MONROVIA, June 25 (LINA) – The Office of President George Weah says the raging war against corruption as amplified by the moves to probe Sirleaf-era officials named in authorized audit reports is a clear warning to those in the current Administration that: “What goes around comes around.”
In recent weeks, President Weah commissioned a special prosecuting body dubbed the “Assets Recovery Team” (ART), headed by solicitor general designate Syrenius Cephus, to review findings of previous audits conducted of various government institutions and officials by the General Auditing Commission (GAC).
ART, in consultations with the Ministry of Justice, is expected to take prosecutorial actions where it finds it legally prudent having satisfy all the preliminary formalities.

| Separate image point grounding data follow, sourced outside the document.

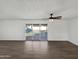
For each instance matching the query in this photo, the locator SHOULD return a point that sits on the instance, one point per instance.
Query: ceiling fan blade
(58, 17)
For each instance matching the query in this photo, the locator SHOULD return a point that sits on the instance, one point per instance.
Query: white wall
(73, 31)
(15, 29)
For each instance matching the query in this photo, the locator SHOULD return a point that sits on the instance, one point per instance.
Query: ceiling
(36, 9)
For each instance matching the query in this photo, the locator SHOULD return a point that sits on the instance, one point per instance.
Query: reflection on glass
(36, 31)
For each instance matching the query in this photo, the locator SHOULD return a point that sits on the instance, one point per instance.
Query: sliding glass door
(36, 32)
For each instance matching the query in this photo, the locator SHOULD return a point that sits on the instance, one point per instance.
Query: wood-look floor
(38, 50)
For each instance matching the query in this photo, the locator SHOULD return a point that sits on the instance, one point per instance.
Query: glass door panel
(29, 32)
(36, 32)
(43, 30)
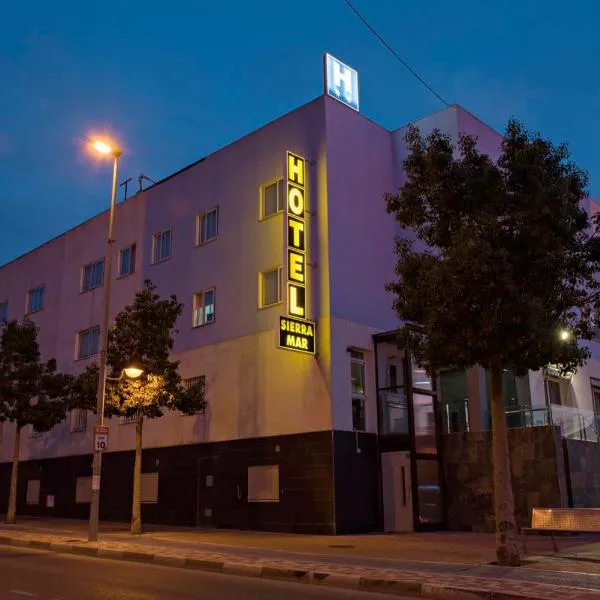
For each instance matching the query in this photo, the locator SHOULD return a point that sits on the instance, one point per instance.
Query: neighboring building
(343, 440)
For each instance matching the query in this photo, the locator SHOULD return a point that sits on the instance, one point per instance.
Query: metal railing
(574, 423)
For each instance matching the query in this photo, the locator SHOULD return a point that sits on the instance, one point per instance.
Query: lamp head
(133, 370)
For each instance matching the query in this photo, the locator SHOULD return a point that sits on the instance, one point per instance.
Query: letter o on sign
(296, 201)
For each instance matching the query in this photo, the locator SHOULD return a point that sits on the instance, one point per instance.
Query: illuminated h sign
(341, 81)
(295, 332)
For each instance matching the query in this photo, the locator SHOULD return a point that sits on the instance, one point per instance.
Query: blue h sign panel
(341, 82)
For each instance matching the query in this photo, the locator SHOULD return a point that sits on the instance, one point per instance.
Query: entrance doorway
(205, 493)
(397, 497)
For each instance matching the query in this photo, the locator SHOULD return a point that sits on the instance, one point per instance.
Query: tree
(506, 261)
(142, 333)
(31, 392)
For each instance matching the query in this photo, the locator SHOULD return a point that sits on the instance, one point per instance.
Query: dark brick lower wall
(356, 482)
(305, 471)
(538, 473)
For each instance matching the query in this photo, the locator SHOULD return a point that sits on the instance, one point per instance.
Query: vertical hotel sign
(295, 331)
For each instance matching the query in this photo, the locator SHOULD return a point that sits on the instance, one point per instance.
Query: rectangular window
(271, 198)
(35, 300)
(194, 382)
(149, 488)
(78, 420)
(204, 308)
(557, 391)
(161, 246)
(89, 342)
(83, 490)
(357, 379)
(596, 395)
(270, 287)
(207, 226)
(33, 491)
(198, 383)
(263, 483)
(93, 275)
(127, 261)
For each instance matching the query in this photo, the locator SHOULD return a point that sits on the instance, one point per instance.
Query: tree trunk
(11, 515)
(507, 542)
(136, 509)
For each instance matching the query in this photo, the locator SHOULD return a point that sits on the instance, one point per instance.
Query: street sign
(100, 438)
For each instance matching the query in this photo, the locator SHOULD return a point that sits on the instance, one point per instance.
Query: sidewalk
(378, 563)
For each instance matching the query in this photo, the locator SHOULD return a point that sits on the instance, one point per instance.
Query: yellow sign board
(296, 333)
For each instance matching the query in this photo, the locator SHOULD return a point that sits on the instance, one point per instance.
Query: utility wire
(394, 53)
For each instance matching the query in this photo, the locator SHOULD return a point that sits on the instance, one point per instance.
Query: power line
(394, 53)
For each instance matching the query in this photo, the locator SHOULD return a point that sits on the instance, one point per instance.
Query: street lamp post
(103, 148)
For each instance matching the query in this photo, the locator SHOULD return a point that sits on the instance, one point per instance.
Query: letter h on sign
(341, 81)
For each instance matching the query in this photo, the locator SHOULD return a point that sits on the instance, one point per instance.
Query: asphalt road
(47, 576)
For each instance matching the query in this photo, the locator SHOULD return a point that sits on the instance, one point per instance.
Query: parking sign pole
(97, 460)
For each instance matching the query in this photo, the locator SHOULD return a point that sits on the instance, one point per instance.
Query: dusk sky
(174, 81)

President Weah, it can be recalled, emphasized in a meeting with some citizens on Unification Day at the Ministry of Foreign Affairs that he had consulted with the Liberian Senate and there was a possibility to review and institute subsequent legal actions in cases of alleged financial improprieties dating back to ten years.

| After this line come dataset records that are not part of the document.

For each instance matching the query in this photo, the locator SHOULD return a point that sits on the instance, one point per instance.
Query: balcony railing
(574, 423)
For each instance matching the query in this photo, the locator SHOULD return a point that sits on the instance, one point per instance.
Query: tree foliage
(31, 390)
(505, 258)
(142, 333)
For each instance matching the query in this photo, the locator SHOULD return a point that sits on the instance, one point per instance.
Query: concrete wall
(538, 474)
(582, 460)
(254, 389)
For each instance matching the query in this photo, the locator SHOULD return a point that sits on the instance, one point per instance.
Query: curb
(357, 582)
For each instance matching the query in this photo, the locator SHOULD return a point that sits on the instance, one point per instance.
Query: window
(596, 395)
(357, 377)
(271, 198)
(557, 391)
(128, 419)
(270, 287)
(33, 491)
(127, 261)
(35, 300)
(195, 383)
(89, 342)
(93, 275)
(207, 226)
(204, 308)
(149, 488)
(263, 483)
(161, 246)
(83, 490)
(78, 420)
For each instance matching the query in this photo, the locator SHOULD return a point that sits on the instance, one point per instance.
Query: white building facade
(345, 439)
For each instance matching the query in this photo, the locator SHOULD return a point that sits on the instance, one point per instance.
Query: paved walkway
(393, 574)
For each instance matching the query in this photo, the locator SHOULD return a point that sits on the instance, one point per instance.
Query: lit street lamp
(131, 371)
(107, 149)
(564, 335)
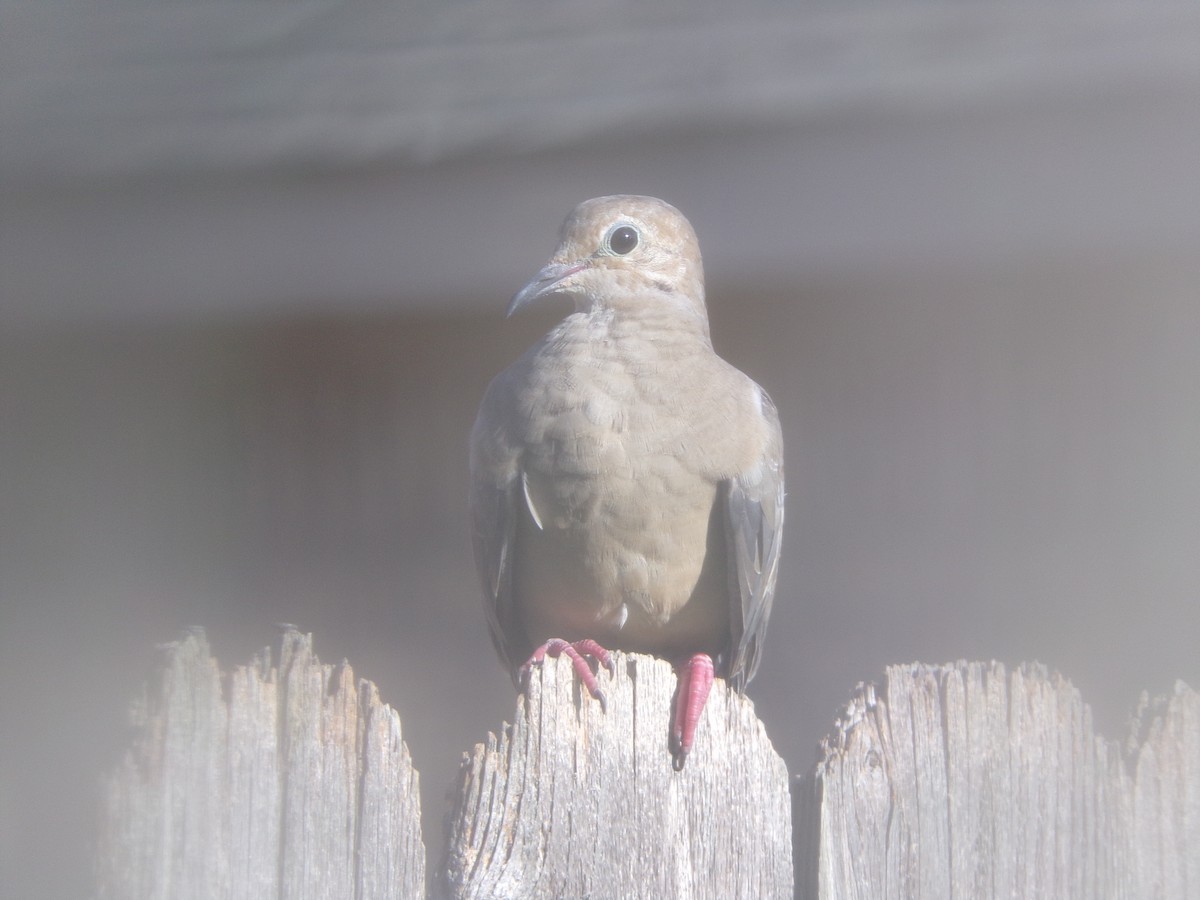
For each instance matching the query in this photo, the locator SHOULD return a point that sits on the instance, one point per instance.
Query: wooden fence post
(965, 780)
(570, 801)
(286, 781)
(955, 780)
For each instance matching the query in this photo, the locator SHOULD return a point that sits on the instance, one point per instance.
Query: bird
(627, 483)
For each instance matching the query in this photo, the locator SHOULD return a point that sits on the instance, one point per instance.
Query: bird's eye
(623, 239)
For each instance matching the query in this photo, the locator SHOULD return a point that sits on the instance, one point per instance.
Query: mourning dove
(627, 481)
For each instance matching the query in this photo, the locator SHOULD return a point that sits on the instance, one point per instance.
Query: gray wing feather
(495, 485)
(754, 535)
(493, 532)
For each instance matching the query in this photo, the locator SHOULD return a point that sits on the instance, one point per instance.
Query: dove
(627, 483)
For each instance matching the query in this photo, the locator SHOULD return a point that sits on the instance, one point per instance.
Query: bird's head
(623, 253)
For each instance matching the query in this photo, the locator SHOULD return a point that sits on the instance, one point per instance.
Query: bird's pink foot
(695, 682)
(576, 652)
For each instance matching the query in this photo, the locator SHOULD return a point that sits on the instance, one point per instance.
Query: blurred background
(253, 263)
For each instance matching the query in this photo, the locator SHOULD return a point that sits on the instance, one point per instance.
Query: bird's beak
(544, 282)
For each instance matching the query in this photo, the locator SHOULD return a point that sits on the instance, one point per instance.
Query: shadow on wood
(570, 801)
(965, 780)
(288, 781)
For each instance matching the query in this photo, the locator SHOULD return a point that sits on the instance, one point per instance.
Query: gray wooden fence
(289, 779)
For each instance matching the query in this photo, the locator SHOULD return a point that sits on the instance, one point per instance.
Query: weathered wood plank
(966, 780)
(570, 801)
(295, 784)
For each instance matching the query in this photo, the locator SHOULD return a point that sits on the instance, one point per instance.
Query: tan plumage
(627, 481)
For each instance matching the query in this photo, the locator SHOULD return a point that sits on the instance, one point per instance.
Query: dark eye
(623, 240)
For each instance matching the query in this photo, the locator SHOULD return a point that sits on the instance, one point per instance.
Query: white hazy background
(253, 261)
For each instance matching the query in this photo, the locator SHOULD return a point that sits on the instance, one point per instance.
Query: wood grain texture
(286, 781)
(967, 780)
(570, 801)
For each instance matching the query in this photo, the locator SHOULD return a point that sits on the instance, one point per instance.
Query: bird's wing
(495, 486)
(754, 507)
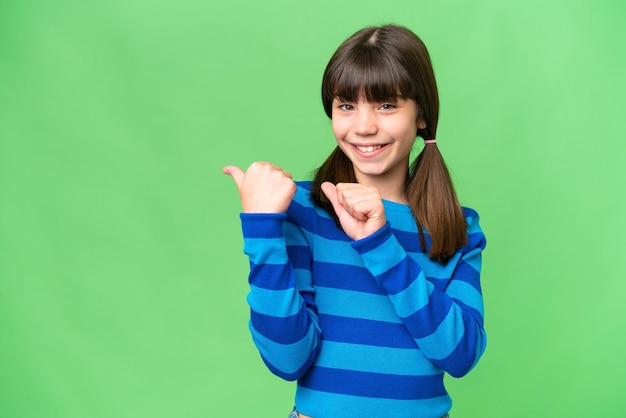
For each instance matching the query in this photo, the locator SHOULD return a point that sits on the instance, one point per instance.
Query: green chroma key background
(122, 278)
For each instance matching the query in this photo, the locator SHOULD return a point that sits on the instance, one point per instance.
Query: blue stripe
(342, 276)
(271, 276)
(287, 330)
(467, 274)
(373, 385)
(351, 304)
(444, 340)
(266, 250)
(323, 404)
(368, 332)
(366, 358)
(336, 252)
(431, 317)
(283, 303)
(262, 225)
(467, 293)
(288, 359)
(465, 355)
(410, 240)
(396, 279)
(413, 298)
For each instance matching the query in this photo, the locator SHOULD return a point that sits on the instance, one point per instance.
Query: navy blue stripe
(478, 317)
(400, 276)
(365, 331)
(373, 241)
(440, 284)
(262, 225)
(298, 373)
(462, 358)
(466, 273)
(430, 317)
(410, 240)
(373, 385)
(282, 330)
(265, 276)
(469, 212)
(324, 227)
(300, 256)
(342, 276)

Up to a total of US$500 million, an equivalence of the country’s national budget was estimated to have been siphoned allegedly by some officials and institution of the previous government.
Speaking to Executive Mansion reporters Tuesday, Deputy Press Secretary Smith Toby said that the President continues to lead the charge against corruption as he (Weah) has since promised on the day he took office.
Toby said while current government officials are not immune to prosecution where a palpable cause has been determined by prosecutors or an integrity body, “The President is not going to act simply based on rumors or perceived corruption.”
He said: “President Weah’s quest is to fight corruption head-on, therefore the leader has warned people working in his Administration that they will not be spared if caught in the act.”
The reason for that warning is because the President is upbeat about the stemming public sector corruption but that will be based on investigation and culpability, he emphasized.
With a seemingly politically polarized society, the corruption perception amongst the population is broadly high, as people in street corners, entertainment centers, and on commercial vehicles would often be locked in assumptions that government officials are (automatically) corrupt or dishonest.
Given the gullible nature of a considerable portion the country’s population, widespread illiteracy as well as the lack of proper personal investigation, analysts say the government should now do all in its reach to win the war against corruption, if it must restore increased public confidence in officials and the workings of institutions.